Cerebrospinal fluid culture suggests central nervous system infection, history and symptoms suggest traumatic cerebrospinal fluid rhinorrhea, and computed tomography (CT) shows old skull base fracture.
Intracranial infection was controlled after anti-infection treatment with sensitive antibacterial drug ceftriaxone sodium. Repair of cerebrospinal fluid rhinorrhea by transsphenoidal endoscope. Continuous lumbar cistern drainage (LCD) was performed after operation to promote the healing of the leak.
After comprehensive treatment, the patient did not have CSF rhinorrhea again and was discharged.

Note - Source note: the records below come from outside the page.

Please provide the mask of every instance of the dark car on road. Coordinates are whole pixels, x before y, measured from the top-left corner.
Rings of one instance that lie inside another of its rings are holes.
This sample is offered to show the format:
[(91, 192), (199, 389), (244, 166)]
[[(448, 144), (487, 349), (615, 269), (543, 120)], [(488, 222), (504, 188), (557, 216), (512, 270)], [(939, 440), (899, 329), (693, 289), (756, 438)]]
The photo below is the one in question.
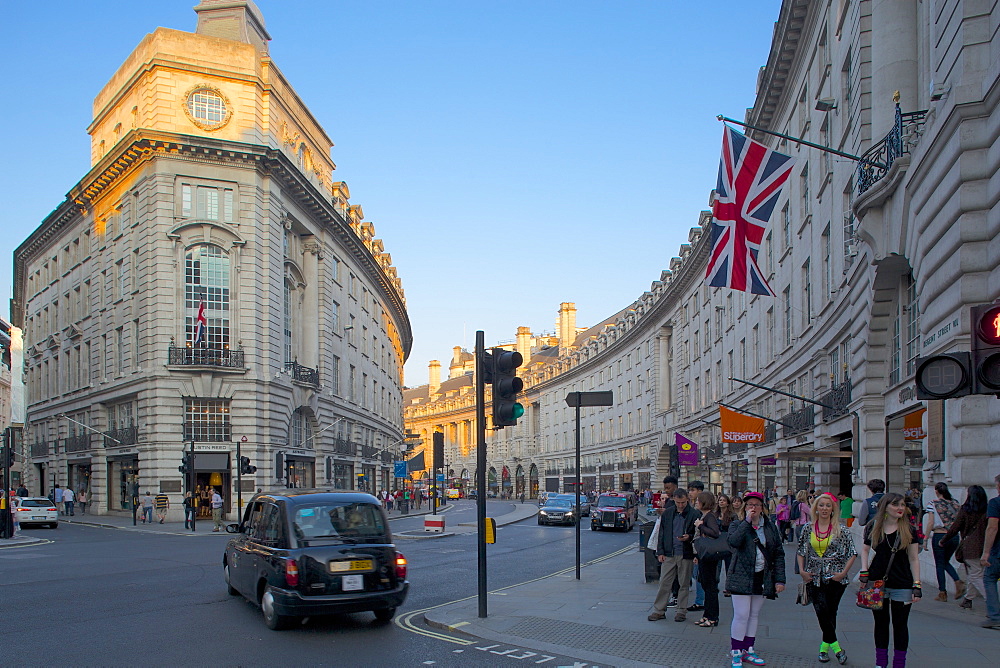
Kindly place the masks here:
[(538, 509), (539, 524), (576, 524), (573, 499), (550, 498)]
[(268, 628), (309, 615), (371, 611), (389, 621), (406, 600), (406, 558), (382, 505), (361, 492), (255, 495), (222, 557), (229, 593), (260, 605)]

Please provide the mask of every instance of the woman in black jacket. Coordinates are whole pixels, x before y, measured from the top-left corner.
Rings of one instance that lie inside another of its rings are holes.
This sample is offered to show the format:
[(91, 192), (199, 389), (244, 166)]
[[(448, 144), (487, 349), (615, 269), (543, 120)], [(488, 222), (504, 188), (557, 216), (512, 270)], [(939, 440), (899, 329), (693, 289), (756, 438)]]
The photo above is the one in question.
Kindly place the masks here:
[(733, 668), (744, 662), (763, 666), (754, 640), (757, 619), (765, 598), (774, 599), (785, 589), (785, 552), (781, 534), (764, 511), (764, 495), (748, 492), (743, 496), (746, 518), (729, 527), (729, 545), (733, 563), (729, 567), (726, 589), (732, 592)]

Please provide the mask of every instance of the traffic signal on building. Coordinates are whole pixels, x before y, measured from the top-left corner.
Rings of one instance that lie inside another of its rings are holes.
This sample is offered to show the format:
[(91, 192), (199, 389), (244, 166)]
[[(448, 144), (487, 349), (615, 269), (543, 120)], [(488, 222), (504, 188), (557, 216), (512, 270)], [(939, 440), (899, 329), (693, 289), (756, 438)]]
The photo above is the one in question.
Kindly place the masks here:
[(1000, 396), (1000, 303), (973, 306), (972, 393)]
[(240, 457), (240, 473), (243, 475), (250, 475), (251, 473), (256, 473), (257, 467), (250, 464), (249, 457)]
[(524, 406), (517, 402), (518, 393), (524, 389), (524, 381), (515, 373), (524, 363), (517, 351), (494, 348), (493, 368), (490, 383), (493, 387), (493, 427), (513, 427), (524, 415)]

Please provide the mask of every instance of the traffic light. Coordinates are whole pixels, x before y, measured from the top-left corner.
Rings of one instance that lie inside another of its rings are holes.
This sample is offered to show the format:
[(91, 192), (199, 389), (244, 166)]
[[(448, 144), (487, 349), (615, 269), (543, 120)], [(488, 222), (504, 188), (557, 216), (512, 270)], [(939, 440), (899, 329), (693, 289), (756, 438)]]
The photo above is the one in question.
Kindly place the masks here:
[(973, 306), (972, 393), (1000, 396), (1000, 303)]
[(240, 457), (240, 473), (243, 475), (249, 475), (256, 472), (257, 467), (251, 466), (249, 457)]
[(953, 399), (972, 390), (969, 353), (941, 353), (917, 358), (917, 399)]
[(489, 375), (493, 386), (493, 426), (494, 428), (513, 427), (518, 418), (524, 415), (524, 406), (515, 398), (524, 389), (524, 381), (515, 376), (517, 367), (524, 363), (524, 358), (517, 351), (494, 348), (492, 373)]

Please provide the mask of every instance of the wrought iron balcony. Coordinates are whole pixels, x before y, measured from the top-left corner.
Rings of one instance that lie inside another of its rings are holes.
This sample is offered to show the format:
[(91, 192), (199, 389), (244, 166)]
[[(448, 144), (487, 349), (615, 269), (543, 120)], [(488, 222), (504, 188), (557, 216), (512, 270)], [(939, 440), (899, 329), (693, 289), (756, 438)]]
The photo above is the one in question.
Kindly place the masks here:
[[(139, 442), (139, 428), (138, 427), (123, 427), (122, 429), (109, 429), (104, 432), (106, 435), (104, 437), (104, 447), (114, 448), (121, 445), (135, 445)], [(108, 438), (110, 437), (110, 438)], [(118, 442), (112, 441), (115, 439)], [(191, 439), (187, 437), (185, 432), (185, 441), (190, 441)], [(194, 439), (199, 440), (199, 439)]]
[(90, 449), (90, 434), (77, 434), (66, 439), (66, 452), (83, 452)]
[(225, 369), (243, 369), (242, 350), (229, 348), (187, 348), (170, 346), (167, 349), (168, 364), (171, 366), (215, 366)]
[(806, 431), (812, 431), (815, 421), (816, 409), (813, 408), (812, 404), (808, 404), (797, 411), (792, 411), (781, 418), (783, 425), (781, 436), (782, 438), (788, 438), (789, 436), (795, 436)]
[(829, 392), (820, 397), (820, 401), (830, 407), (823, 407), (823, 422), (847, 415), (847, 406), (851, 403), (851, 379), (848, 378), (840, 385), (834, 385)]
[(296, 383), (319, 387), (319, 371), (307, 366), (302, 366), (298, 362), (285, 362), (285, 371), (292, 376)]
[(919, 133), (927, 117), (927, 110), (908, 111), (905, 114), (896, 104), (896, 122), (892, 130), (877, 144), (865, 151), (858, 161), (858, 195), (882, 179), (901, 155), (910, 152), (911, 134)]

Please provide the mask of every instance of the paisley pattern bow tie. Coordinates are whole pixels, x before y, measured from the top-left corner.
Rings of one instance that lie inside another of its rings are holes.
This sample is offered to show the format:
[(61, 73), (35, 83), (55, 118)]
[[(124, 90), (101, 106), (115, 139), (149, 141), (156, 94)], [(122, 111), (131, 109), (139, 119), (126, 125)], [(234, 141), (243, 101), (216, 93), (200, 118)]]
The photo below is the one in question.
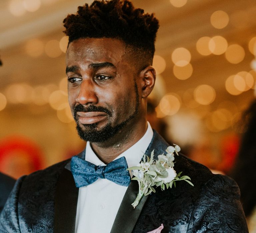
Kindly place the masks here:
[(126, 160), (123, 156), (106, 165), (96, 166), (78, 156), (73, 156), (70, 168), (77, 188), (86, 186), (99, 178), (106, 178), (123, 186), (128, 186), (131, 182), (130, 173), (126, 170)]

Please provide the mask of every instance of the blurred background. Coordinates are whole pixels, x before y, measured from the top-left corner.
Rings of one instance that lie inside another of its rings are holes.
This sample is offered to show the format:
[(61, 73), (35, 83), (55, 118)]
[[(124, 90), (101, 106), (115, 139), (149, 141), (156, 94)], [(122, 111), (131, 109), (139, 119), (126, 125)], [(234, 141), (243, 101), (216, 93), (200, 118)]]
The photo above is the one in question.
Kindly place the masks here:
[[(149, 120), (183, 153), (228, 173), (255, 98), (256, 2), (132, 1), (160, 21)], [(0, 1), (0, 171), (17, 178), (84, 148), (67, 102), (62, 22), (84, 3)]]

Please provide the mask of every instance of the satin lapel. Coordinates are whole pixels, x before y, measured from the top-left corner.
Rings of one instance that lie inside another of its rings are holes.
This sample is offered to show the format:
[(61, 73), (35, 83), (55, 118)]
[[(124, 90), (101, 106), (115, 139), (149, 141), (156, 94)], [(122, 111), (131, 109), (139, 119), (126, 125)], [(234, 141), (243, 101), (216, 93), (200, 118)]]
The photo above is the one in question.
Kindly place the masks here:
[(138, 190), (138, 182), (132, 180), (123, 198), (110, 233), (130, 233), (132, 231), (148, 197), (142, 197), (139, 204), (133, 209), (131, 204), (136, 198)]
[(57, 182), (54, 233), (75, 232), (78, 190), (71, 172), (64, 168)]
[[(153, 137), (145, 153), (150, 155), (154, 149), (155, 158), (157, 158), (157, 156), (163, 153), (169, 145), (156, 131), (153, 131)], [(134, 209), (131, 204), (136, 198), (138, 190), (138, 182), (132, 180), (119, 207), (110, 233), (130, 233), (132, 232), (149, 196), (144, 196), (139, 205)]]

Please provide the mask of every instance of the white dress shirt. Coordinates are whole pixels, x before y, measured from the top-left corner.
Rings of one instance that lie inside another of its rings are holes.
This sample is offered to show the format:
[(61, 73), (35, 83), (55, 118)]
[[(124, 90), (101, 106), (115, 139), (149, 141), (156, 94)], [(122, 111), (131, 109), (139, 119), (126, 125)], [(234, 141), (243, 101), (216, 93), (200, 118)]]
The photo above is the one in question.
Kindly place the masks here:
[[(115, 159), (124, 156), (128, 167), (137, 166), (153, 136), (152, 128), (148, 122), (147, 129), (143, 136)], [(86, 145), (85, 160), (97, 166), (105, 165), (93, 152), (90, 143)], [(109, 233), (127, 187), (106, 179), (99, 178), (92, 184), (80, 188), (76, 219), (76, 233)]]

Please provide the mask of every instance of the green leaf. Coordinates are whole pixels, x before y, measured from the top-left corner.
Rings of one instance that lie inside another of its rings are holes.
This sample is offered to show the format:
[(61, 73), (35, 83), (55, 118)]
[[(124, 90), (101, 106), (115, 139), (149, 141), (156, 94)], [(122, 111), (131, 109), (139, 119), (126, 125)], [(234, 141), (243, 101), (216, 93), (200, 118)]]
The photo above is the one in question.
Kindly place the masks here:
[(148, 174), (145, 175), (145, 178), (146, 180), (150, 184), (153, 184), (155, 183), (154, 177)]
[(165, 185), (164, 184), (163, 184), (161, 185), (161, 188), (162, 188), (162, 190), (164, 190), (165, 189)]
[(192, 186), (194, 186), (194, 184), (193, 184), (189, 180), (184, 180), (185, 181), (187, 181), (189, 184), (191, 185)]
[(151, 187), (151, 186), (150, 186), (149, 188), (150, 188), (152, 190), (152, 191), (153, 192), (156, 192), (156, 190), (154, 188), (153, 188), (153, 187)]
[(136, 176), (134, 176), (134, 177), (132, 178), (131, 179), (131, 180), (138, 180), (138, 181), (142, 181), (142, 180), (140, 179), (139, 179)]
[(190, 177), (189, 177), (189, 176), (187, 176), (187, 175), (184, 175), (183, 176), (181, 176), (181, 177), (179, 179), (180, 179), (180, 180), (184, 180), (184, 179), (189, 179), (189, 180), (191, 180), (191, 179), (190, 179)]
[(154, 176), (156, 176), (156, 172), (154, 171), (148, 171), (146, 173), (146, 174), (148, 174), (149, 175), (151, 175)]
[(169, 183), (169, 185), (170, 185), (170, 188), (172, 188), (172, 184), (173, 183), (173, 181), (171, 181)]
[(144, 170), (144, 168), (143, 168), (140, 167), (129, 167), (127, 168), (126, 170), (129, 171), (130, 171), (131, 170)]
[(152, 190), (151, 189), (150, 189), (150, 190), (149, 190), (148, 191), (148, 192), (146, 192), (146, 193), (145, 193), (145, 194), (144, 194), (144, 196), (147, 196), (147, 195), (148, 195), (149, 194), (150, 194), (150, 193), (152, 193)]

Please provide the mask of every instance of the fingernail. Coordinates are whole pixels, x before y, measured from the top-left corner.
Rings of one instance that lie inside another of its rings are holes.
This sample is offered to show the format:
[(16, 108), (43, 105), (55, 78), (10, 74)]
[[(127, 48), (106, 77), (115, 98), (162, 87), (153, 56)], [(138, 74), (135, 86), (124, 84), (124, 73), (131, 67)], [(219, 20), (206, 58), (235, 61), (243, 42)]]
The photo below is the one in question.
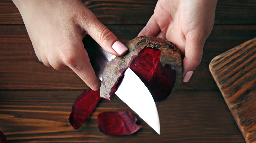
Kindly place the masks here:
[(119, 54), (122, 54), (128, 50), (128, 49), (120, 41), (117, 41), (113, 44), (112, 48)]
[(184, 78), (183, 78), (183, 81), (185, 82), (187, 82), (189, 80), (189, 79), (190, 79), (191, 76), (192, 76), (192, 74), (193, 74), (193, 71), (191, 71), (188, 72), (186, 73), (184, 76)]

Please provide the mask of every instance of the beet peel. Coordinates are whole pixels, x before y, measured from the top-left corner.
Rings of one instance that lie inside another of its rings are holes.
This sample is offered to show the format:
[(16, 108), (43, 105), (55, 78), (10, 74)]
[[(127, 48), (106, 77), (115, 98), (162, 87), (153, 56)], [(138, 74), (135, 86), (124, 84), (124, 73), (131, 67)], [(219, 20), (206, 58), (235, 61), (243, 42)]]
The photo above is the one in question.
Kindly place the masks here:
[(178, 48), (170, 42), (151, 36), (136, 38), (126, 46), (129, 49), (126, 53), (112, 60), (103, 70), (101, 97), (110, 101), (124, 72), (130, 67), (155, 101), (167, 99), (177, 88), (182, 76), (182, 61)]
[(76, 98), (72, 106), (69, 118), (69, 122), (74, 129), (77, 129), (82, 125), (101, 99), (99, 91), (94, 91), (90, 88)]
[(137, 119), (129, 111), (106, 112), (98, 115), (98, 127), (104, 134), (112, 135), (133, 134), (142, 127), (135, 124)]

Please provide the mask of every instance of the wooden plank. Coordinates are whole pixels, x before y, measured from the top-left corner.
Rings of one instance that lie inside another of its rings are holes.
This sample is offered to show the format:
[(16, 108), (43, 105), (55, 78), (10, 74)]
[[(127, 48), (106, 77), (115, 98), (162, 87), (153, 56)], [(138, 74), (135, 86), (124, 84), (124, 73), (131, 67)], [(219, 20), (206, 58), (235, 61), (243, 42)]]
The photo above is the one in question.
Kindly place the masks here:
[[(143, 26), (109, 25), (126, 43)], [(218, 89), (208, 69), (218, 55), (255, 36), (253, 25), (215, 25), (205, 43), (201, 63), (188, 82), (178, 89)], [(45, 66), (37, 59), (23, 25), (0, 25), (0, 89), (85, 89), (87, 88), (75, 73)]]
[[(85, 4), (105, 24), (145, 25), (153, 14), (156, 0), (91, 0)], [(256, 24), (254, 0), (219, 0), (216, 24)], [(0, 0), (0, 24), (23, 24), (18, 9), (11, 0)]]
[[(0, 130), (9, 143), (245, 143), (218, 91), (177, 91), (168, 100), (158, 103), (160, 135), (116, 96), (110, 102), (100, 100), (81, 127), (74, 130), (68, 119), (73, 102), (82, 91), (0, 91)], [(98, 114), (127, 110), (138, 118), (141, 129), (121, 137), (99, 131)]]
[(217, 56), (210, 69), (245, 140), (256, 143), (256, 37)]

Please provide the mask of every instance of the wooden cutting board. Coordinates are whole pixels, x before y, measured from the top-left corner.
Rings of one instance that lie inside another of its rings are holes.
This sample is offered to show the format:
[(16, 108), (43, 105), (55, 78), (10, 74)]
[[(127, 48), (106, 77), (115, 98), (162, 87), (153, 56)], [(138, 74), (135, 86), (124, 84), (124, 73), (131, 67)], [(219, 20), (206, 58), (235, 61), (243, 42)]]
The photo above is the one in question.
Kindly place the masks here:
[(256, 143), (256, 37), (215, 57), (209, 68), (245, 141)]

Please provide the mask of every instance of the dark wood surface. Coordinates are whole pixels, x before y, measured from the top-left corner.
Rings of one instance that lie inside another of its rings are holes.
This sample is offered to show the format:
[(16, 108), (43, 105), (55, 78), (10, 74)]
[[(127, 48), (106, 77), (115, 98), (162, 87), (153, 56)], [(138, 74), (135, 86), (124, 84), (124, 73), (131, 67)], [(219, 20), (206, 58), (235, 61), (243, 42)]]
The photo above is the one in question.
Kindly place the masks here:
[(256, 143), (256, 37), (217, 56), (209, 68), (247, 142)]
[[(84, 3), (125, 43), (145, 25), (157, 1)], [(143, 127), (117, 137), (99, 131), (97, 115), (130, 108), (116, 97), (110, 103), (101, 100), (82, 126), (73, 129), (68, 120), (72, 104), (88, 87), (75, 74), (39, 62), (18, 10), (12, 1), (0, 0), (0, 130), (9, 143), (245, 142), (208, 67), (216, 56), (256, 36), (256, 2), (220, 0), (215, 17), (191, 80), (157, 104), (161, 135), (133, 112)]]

Antibiotics combined with endoscopic multi-segment skull base reconstruction and lumbar cistern drainage are effective in treating infection caused by cerebrospinal fluid leakage.
外伤性脑脊液漏可引起脑膜炎、脑室炎和脑脓肿等并发症,需要制定个体化的治疗策略,如使用抗生素和颅底重建方法。鼻中隔黏膜瓣的应用可显著降低脑脊液漏的发生率。神经内镜已广泛应用于颅底疾病的治疗,持续腰椎池引流技术的应用有效控制了脑脊液漏。本文介绍了一例长期脑脊液漏并发感染的病例,神经内镜多水平颅底重建联合腰椎池引流取得了良好的临床效果,这种联合治疗在文献中鲜有报道。为了提高脑脊液漏的手术效果,介绍了这种联合治疗方案。
一名 43 岁男性,因头痛 7 天,伴发热、呕吐 2 天加重入院。
脑脊液培养提示中枢神经系统感染,病史和症状提示外伤性脑脊液鼻漏,CT 显示陈旧性颅底骨折。
抗感染治疗后,应用敏感抗菌药物头孢曲松钠控制颅内感染。经蝶窦内镜修复脑脊液漏。术后行持续腰椎池引流(LCD)以促进漏口愈合。
经过综合治疗,患者未再出现 CSF 鼻漏,出院。
抗生素联合内镜多节段颅底重建和腰椎池引流治疗脑脊液漏并发感染有效。